Un nuovo francobollo celebra l’eccellenza dell’ingegneria ferroviaria italiana, a cento anni dalla nascita della locomotiva elettrica trifase E.431, “un vanto poco conosciuto“, rivendica Luigi Cantamessa, direttore della Fondazione Fs Italiane.

L’emissione assume un significato molto attuale, se letta alla luce del momento. L’Italia, ricorda l’ingegnere della Fondazione, “è da sempre un Paese con una olografia difficile, povera di giacimenti, petroliferi e carboniferi, molto legata alle importazioni estere“. Proprio per questo motivo, già negli anni ’10 del ‘900 le Ferrovie italiane studiano la transizione dalle carboniere alle vaporiere, alle locomotive elettriche. “Pensiamo che nella Germania dell’Est, ricchissima di carbone, le ultime locomotive a motore si costruiscono fino agli anni ’50. Questo per dire – afferma – che in Europa l’Italia è antesignana di almeno mezzo secolo, sfruttando le cadute dell’acqua inizia l’elettrificazione della rete“. Dal 1922 all’entrata in guerra, 1940, si è passati da mille chilometri di filo elettrico steso sui binari a quasi 9mila, in maniera pioneristica.

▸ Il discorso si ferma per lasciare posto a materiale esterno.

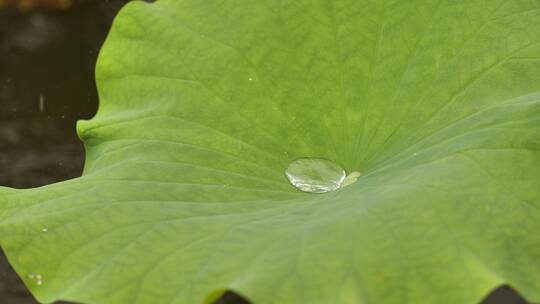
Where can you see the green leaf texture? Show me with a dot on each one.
(203, 104)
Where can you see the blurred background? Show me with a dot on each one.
(48, 50)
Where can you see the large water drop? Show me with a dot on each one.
(315, 175)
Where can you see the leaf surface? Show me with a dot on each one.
(203, 104)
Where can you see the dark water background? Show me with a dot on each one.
(50, 55)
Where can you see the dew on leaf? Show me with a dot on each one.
(36, 278)
(315, 175)
(351, 178)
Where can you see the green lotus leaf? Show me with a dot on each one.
(204, 104)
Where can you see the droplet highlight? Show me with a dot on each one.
(36, 278)
(315, 175)
(351, 178)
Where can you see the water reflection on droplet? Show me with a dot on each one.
(36, 278)
(315, 175)
(351, 178)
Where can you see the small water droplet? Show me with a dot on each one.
(315, 175)
(351, 178)
(36, 278)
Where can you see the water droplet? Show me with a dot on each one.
(351, 178)
(315, 175)
(36, 278)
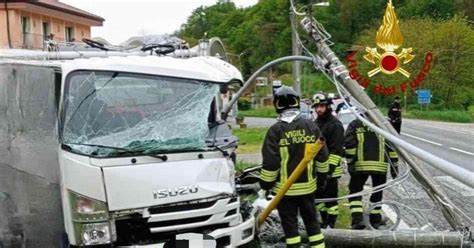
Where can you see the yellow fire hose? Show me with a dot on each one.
(311, 150)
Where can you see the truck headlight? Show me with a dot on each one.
(85, 209)
(231, 168)
(96, 233)
(91, 220)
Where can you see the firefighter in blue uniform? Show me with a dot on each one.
(282, 151)
(333, 131)
(367, 155)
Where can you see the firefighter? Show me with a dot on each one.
(395, 114)
(283, 149)
(367, 155)
(333, 131)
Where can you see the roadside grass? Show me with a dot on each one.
(436, 115)
(250, 139)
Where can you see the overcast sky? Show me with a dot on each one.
(124, 19)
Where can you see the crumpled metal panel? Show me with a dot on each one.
(136, 113)
(30, 203)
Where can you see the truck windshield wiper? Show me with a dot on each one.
(123, 150)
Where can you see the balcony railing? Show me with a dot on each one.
(38, 41)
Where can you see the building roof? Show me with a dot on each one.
(201, 68)
(59, 6)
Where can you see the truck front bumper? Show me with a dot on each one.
(225, 237)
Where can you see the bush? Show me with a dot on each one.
(447, 115)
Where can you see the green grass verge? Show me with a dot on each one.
(447, 115)
(250, 139)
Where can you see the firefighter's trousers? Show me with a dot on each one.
(288, 209)
(329, 210)
(356, 184)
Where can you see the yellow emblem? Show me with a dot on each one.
(389, 38)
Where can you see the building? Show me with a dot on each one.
(27, 23)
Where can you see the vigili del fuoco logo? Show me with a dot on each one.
(389, 38)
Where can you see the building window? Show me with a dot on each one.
(46, 31)
(25, 24)
(25, 31)
(69, 34)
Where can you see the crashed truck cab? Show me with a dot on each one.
(143, 154)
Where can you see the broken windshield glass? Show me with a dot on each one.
(139, 113)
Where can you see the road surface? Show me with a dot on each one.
(453, 142)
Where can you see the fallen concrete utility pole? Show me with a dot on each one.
(363, 238)
(336, 69)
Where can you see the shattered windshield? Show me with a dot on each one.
(113, 112)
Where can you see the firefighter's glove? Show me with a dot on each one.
(394, 171)
(310, 151)
(263, 194)
(350, 166)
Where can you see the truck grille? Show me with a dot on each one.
(179, 208)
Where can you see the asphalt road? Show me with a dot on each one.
(451, 141)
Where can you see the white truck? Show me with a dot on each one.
(117, 151)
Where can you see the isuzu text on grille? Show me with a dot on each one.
(183, 190)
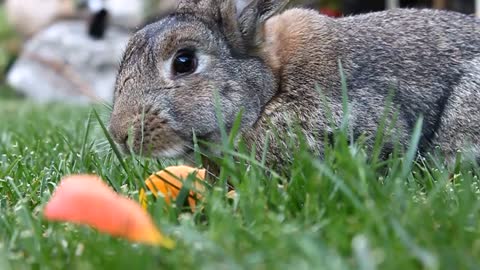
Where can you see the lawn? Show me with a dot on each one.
(346, 212)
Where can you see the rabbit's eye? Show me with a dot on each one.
(184, 62)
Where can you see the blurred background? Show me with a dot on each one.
(68, 50)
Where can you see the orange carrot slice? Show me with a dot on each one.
(87, 200)
(165, 182)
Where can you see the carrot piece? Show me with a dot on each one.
(87, 200)
(169, 186)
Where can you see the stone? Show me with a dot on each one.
(30, 16)
(62, 63)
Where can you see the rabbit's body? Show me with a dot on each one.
(270, 66)
(430, 58)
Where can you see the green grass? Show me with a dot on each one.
(345, 212)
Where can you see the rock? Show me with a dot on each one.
(30, 16)
(62, 63)
(126, 13)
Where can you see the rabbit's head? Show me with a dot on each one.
(174, 70)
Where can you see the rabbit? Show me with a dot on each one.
(280, 66)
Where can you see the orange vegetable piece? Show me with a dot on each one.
(87, 200)
(166, 183)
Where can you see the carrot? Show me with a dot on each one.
(87, 200)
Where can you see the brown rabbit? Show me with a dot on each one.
(270, 65)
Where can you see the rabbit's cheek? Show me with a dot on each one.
(155, 138)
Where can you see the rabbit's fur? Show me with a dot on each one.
(270, 65)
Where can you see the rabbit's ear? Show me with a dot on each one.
(253, 16)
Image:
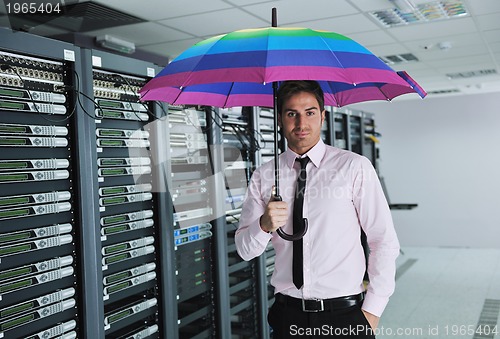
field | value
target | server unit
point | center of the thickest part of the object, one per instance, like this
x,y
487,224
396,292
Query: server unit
x,y
240,144
190,187
40,226
117,218
128,212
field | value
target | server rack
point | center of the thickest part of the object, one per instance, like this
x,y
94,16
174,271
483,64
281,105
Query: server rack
x,y
127,211
127,178
340,134
191,186
240,144
369,148
40,215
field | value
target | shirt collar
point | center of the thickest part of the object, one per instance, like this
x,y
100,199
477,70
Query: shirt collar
x,y
315,154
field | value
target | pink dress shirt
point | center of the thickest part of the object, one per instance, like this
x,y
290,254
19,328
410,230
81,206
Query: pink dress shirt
x,y
342,194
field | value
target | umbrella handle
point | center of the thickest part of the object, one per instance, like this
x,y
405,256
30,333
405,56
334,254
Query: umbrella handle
x,y
295,236
290,237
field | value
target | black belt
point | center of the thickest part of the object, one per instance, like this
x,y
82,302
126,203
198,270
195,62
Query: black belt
x,y
319,305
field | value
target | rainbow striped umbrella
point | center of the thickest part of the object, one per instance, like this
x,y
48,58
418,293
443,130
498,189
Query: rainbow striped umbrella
x,y
237,69
243,68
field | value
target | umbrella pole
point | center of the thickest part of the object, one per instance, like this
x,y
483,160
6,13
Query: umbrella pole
x,y
276,149
274,23
281,233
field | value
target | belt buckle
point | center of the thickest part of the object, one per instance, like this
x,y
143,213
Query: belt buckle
x,y
305,309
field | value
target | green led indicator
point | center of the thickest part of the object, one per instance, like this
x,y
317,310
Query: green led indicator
x,y
14,237
13,177
114,219
115,229
11,93
117,277
14,213
111,114
114,190
11,105
111,143
110,104
17,309
14,201
16,285
13,165
15,249
110,133
116,258
114,249
114,201
16,322
123,314
15,273
112,162
113,171
12,142
12,129
118,287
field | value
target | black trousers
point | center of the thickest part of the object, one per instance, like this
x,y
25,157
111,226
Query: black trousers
x,y
292,322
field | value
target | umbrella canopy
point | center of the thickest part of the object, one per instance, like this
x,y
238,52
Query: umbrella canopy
x,y
236,69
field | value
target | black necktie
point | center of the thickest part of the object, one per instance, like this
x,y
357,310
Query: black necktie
x,y
298,224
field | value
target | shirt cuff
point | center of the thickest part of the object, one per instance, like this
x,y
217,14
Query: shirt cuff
x,y
374,304
258,233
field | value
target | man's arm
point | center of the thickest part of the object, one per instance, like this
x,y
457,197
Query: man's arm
x,y
250,239
376,220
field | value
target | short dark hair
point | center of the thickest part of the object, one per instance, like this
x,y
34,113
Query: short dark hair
x,y
289,88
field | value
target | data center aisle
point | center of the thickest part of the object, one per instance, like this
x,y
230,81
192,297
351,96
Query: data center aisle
x,y
444,293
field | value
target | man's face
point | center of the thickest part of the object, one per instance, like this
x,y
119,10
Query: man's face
x,y
301,121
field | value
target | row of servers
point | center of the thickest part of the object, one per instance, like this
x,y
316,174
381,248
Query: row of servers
x,y
117,218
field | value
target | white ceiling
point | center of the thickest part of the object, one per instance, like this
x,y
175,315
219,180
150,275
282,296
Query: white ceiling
x,y
174,25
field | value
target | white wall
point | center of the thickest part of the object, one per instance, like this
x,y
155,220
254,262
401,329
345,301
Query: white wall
x,y
444,154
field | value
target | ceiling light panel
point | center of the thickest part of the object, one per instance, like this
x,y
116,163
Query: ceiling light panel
x,y
419,13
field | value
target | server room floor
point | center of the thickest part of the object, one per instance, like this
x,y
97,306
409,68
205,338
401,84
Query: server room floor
x,y
444,293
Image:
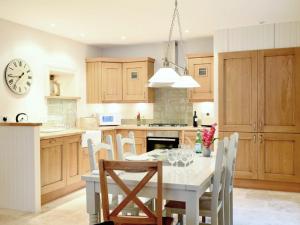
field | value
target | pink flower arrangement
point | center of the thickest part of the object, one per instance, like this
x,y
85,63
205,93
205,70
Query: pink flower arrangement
x,y
208,136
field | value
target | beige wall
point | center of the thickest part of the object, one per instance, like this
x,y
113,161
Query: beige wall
x,y
43,52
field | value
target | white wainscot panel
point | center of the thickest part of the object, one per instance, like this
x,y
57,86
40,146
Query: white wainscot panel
x,y
251,38
287,35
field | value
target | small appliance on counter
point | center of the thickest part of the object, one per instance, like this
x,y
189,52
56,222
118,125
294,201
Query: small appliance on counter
x,y
109,119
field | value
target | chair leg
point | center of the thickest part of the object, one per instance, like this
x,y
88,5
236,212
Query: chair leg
x,y
221,216
231,208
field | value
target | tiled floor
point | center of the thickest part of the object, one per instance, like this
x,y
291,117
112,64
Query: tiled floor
x,y
252,207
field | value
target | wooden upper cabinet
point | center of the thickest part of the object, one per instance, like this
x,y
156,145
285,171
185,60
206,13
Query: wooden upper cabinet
x,y
279,157
238,91
111,82
279,90
135,79
246,161
201,68
93,82
119,80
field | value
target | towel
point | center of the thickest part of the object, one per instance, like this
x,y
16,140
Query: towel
x,y
95,135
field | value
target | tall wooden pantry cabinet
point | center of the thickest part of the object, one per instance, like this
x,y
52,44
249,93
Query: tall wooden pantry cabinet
x,y
259,97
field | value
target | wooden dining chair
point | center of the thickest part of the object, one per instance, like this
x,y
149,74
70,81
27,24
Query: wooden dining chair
x,y
230,167
150,169
122,141
211,203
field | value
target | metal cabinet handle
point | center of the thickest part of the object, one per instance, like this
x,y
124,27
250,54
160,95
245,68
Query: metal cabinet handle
x,y
261,138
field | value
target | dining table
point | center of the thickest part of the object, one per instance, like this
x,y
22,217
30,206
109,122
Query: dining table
x,y
181,183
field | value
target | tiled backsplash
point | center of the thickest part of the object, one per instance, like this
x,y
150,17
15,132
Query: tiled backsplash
x,y
172,106
61,113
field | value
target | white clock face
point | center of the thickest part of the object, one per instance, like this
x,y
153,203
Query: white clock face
x,y
18,76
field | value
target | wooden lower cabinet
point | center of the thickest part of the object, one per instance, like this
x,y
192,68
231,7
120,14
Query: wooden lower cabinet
x,y
279,157
246,162
60,166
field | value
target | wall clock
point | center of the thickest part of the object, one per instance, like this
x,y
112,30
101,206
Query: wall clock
x,y
18,76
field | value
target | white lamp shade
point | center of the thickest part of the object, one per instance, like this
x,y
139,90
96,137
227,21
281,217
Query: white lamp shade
x,y
164,76
186,81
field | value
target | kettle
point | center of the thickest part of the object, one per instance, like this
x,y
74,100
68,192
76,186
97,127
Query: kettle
x,y
21,117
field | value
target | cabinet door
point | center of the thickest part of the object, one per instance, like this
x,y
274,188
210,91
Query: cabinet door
x,y
202,71
111,82
134,81
279,90
84,161
140,144
238,91
73,148
247,160
93,82
53,166
279,157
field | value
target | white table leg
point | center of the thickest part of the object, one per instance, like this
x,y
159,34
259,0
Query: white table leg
x,y
192,209
92,203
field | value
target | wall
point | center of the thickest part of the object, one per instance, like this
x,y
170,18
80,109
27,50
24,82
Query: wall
x,y
156,51
43,52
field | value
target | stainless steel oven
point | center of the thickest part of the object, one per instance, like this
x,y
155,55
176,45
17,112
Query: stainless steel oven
x,y
162,140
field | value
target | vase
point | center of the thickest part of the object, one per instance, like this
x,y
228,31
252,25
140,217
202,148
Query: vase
x,y
206,151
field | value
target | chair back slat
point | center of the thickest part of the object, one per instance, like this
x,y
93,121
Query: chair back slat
x,y
218,179
95,148
122,141
150,168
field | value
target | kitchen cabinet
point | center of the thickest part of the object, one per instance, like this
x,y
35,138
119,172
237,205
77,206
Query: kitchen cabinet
x,y
259,94
112,82
73,148
53,165
135,78
238,91
60,166
279,157
93,82
201,69
247,155
279,90
119,80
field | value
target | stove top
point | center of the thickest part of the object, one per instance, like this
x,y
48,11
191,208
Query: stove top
x,y
168,125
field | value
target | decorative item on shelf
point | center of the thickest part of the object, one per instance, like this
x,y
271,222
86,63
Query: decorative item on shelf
x,y
138,119
21,117
54,86
208,139
167,76
198,144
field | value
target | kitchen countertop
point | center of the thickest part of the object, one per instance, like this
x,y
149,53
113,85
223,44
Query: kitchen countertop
x,y
64,133
69,132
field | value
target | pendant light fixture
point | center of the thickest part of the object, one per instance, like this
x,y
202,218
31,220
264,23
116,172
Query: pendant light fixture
x,y
167,76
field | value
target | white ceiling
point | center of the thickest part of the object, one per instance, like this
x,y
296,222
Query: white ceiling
x,y
103,22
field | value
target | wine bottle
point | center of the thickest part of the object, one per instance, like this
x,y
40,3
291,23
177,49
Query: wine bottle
x,y
195,119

La locomotiva elettrica trifase E.431 è stata utilizzata per potenziare il parco elettrico delle Ferrovie dello Stato dopo il completamento dei primi programmi di elettrificazione della rete. Per alcuni anni ha incarnato il meglio dell’industria ferroviaria italiana, sia dal punto di vista tecnologico, con la sua capacità di esprimere per l’epoca prestazioni di eccellenza, anche in termini di velocità, sia sotto l’aspetto stilistico e del design.

Lo speciale annullo filatelico mostra il legame fra Ferrovie dello Stato e Poste Italiane, due aziende radicate nel territorio, con radici solide nel passato ma proiettate al futuro. Ne è convinta Maria Bianca Farina, presidente di Poste, che osserva come i due gruppi abbiano “connesso il Paese negli anni, in modo diverso“. Ogni emissione è un evento ma, sottolinea, “ci sono emissioni ancora più speciali, che dimostrano come il francobollo sia uno strumento di comunicazione incredibile e costituisca la nostra memoria collettiva personale. Ci fa bene capire da dove veniamo, la locomotiva ci parla di progressi scientifici e tecnologici, di un accorciamento importante delle distanze”.

Con l’avvio del Piano industriale 2022-2031 il Gruppo FS si pone anche come protagonista di una nuova stagione di rilancio delle infrastrutture di mobilità del Paese, in un’ottica di integrazione tra diverse e modalità di trasporto, all’insegna della sostenibilità. “È necessario spingere sul trasporto ferroviario, anche per ridurre le emissioni di Co2”, rimarca Gilberto Pichetto Fratin, viceministro allo Sviluppo Economico, durante la presentazione.

Per rendere la rete sempre più green ed efficiente, nei prossimi dieci anni il Gruppo FS ha pianificato 190 miliardi di euro di investimenti. Tra i tanti progetti in cantiere c’è anche l’incremento dei chilometri di rete elettrificata, che passeranno dagli attuali 12.160 (quasi il 72% della rete ferroviaria nazionale) a circa 14.000 chilometri totali (circa l’83%).